What does this mean? FHA loans are assumable, which means that if you sell your home, the buyer can take over your FHA loan, potentially offering them a competitive advantage in a rising interest rate environment. Restrictions on assumability may apply.

4. Lenient Debt-to-Income (DTI) Ratios.

DTI compares a borrower’s debt to their monthly income to measure’s their ability to manage monthly mortgage payments. FHA loans often allow for higher debt-to-income ratios compared to Conventional loans.
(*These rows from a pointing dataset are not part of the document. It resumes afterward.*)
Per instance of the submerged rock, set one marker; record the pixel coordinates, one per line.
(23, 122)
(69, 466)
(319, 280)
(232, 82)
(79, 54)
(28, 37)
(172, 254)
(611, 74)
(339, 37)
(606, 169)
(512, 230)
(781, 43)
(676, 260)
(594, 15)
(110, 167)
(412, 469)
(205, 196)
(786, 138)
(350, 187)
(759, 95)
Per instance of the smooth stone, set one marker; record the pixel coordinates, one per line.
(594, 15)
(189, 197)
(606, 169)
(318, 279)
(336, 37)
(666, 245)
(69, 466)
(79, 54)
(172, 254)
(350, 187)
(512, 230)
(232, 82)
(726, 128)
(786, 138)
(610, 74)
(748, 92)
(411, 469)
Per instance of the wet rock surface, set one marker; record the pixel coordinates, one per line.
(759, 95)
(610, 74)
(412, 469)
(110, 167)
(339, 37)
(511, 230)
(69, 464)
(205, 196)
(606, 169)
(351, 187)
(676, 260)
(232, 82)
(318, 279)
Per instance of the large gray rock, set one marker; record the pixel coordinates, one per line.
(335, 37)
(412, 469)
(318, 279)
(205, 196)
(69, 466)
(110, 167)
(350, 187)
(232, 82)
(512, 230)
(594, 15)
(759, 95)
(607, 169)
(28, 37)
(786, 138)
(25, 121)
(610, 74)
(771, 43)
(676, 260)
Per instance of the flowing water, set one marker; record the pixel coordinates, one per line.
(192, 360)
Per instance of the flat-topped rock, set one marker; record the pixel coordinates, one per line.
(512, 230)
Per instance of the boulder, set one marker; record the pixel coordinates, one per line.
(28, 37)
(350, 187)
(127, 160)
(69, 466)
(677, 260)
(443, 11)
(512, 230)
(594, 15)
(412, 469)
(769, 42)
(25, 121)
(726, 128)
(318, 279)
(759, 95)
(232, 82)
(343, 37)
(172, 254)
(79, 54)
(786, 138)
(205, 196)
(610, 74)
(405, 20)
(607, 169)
5. Lower Mortgage Insurance Premiums.

While FHA loans require mortgage insurance premiums (MIP), the premiums are often lower than those of Conventional loans, especially for borrowers with lower credit scores or smaller down payments. In fact, the FHA annual mortgage insurance premium was lowered from 0.85% to 055% in 2023 for most borrowers.

6. Seller Closing Cost Assistance.

Another benefit buyers could take advantage of is negotiating seller concessions to help cover upfront costs. FHA loans can allow sellers to contribute up to 6% toward the buyer’s down payment, appraisal fees, or other associated closing costs.

7. Gift Funds.

Gift funds are given to someone with no expectation of repayment, for example parents gifting their newlywed children money for a down payment. FHA loans allow borrowers to use gift funds from family members or other eligible sources to cover their down payment and closing costs. Note: A gift letter is required to confirm the gift funds.

8. Renovation Loans.

The FHA 203(k) Renovation loan is a home rehabilitation financing option, which allow borrowers to finance both the purchase price of the home and the cost of eligible renovations or repairs into a single loan. This helps buyers afford any necessary improvements and can open their home search to consider fixer-uppers.

9. Streamline Refinancing.

FHA loans offer a streamlined refinancing option, known as the FHA Streamline Refinance. This allows borrowers to refinance their current FHA loan with minimal paperwork and documentation, saving time and money.

10. No Prepayment Penalties.

FHA loans do not have prepayment penalties unlike some traditional mortgages. This allows borrowers to pay off their mortgage early without facing additional fees or charges, which can save money on interest over time.

11. 100% FHA Financing Available.

Did you know Supreme Lending offers two competitive FHA 100% financing options? Through the Chenoa Fund or the Supreme Dream program, these include a 30-year fixed-rate FHA loan paired with a second forgivable loan to be used toward down payment, closing costs, and prepaids.

These benefits make FHA loans an attractive option for first-time homebuyers, offering accessibility, flexibility, and affordability to achieve homeownership.